- Richville, New York Location within the state of New York
- Coordinates: 44°24′46″N 75°23′37″W﻿ / ﻿44.41278°N 75.39361°W
- Country: United States
- State: New York
- County: St. Lawrence

Area
- • Total: 0.74 sq mi (1.91 km^{2})
- • Land: 0.74 sq mi (1.91 km^{2})
- • Water: 0 sq mi (0.00 km^{2})
- Elevation: 407 ft (124 m)

Population (2020)
- • Total: 234
- • Density: 316.9/sq mi (122.37/km^{2})
- Time zone: UTC-5 (Eastern (EST))
- • Summer (DST): UTC-4 (EDT)
- FIPS code: 36-61621
- GNIS feature ID: 0976888

= Richville, New York =

Richville is a village in St. Lawrence County, New York, United States. As of the 2020 census, Richville had a population of 234. The name is taken from an early settler.

The Village of Richville is in the southwestern corner of the Town of De Kalb and is southwest of the Village of Canton.

==Geography==
Richville is located at (44.412874, -75.393608).

According to the United States Census Bureau, the village has a total area of 0.7 sqmi, all land.

Richville is located on U.S. Route 11, which is conjoined with New York State Route 812 in the village.

The Oswegatchie River flows northward past the western side of the village.

==Demographics==

As of the census of 2000, there were 274 people, 109 households, and 80 families residing in the village. The population density was 371.4 PD/sqmi.

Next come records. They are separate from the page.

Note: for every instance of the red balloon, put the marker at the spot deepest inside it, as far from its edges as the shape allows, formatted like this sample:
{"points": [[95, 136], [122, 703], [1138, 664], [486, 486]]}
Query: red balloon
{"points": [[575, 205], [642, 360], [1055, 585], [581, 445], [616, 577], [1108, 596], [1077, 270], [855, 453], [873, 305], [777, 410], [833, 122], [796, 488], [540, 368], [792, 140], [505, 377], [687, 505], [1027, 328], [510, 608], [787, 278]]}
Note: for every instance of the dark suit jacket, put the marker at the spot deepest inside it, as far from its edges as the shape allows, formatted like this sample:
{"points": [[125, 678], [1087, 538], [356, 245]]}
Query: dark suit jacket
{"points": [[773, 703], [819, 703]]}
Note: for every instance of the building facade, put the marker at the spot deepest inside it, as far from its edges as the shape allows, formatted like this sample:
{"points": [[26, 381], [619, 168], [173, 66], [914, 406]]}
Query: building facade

There were 120 housing units at an average density of 162.7 /mi2. The racial makeup of the village was 98.91% White, 0.73% African American and 0.36% Native American.

There were 109 households, out of which 33.9% had children under the age of 18 living with them, 56.9% were married couples living together, 10.1% had a female householder with no husband present, and 25.7% were non-families. 20.2% of all households were made up of individuals, and 5.5% had someone living alone who was 65 years of age or older. The average household size was 2.51 and the average family size was 2.89.

In the village, the population was spread out, with 23.7% under the age of 18, 9.5% from 18 to 24, 32.8% from 25 to 44, 21.5% from 45 to 64, and 12.4% who were 65 years of age or older. The median age was 37 years. For every 100 females, there were 101.5 males. For every 100 females age 18 and over, there were 99.0 males.

The median income for a household in the village was $35,455, and the median income for a family was $39,375. Males had a median income of $35,938 versus $21,500 for females. The per capita income for the village was $16,040. About 8.6% of families and 7.4% of the population were below the poverty line, including 4.4% of those under the age of eighteen and 8.8% of those 65 or over.

Historical population
| Census | Pop. | Note | %± |
| 1880 | 339 |  | — |
| 1890 | 336 |  | −0.9% |
| 1900 | 331 |  | −1.5% |
| 1910 | 307 |  | −7.3% |
| 1920 | 302 |  | −1.6% |
| 1930 | 302 |  | 0.0% |
| 1940 | 274 |  | −9.3% |
| 1950 | 254 |  | −7.3% |
| 1960 | 292 |  | 15.0% |
| 1970 | 334 |  | 14.4% |
| 1980 | 336 |  | 0.6% |
| 1990 | 311 |  | −7.4% |
| 2000 | 274 |  | −11.9% |
| 2010 | 323 |  | 17.9% |
| 2020 | 234 |  | −27.6% |
U.S. Decennial Census

==Education==
The village is in the Gouverneur Central School District.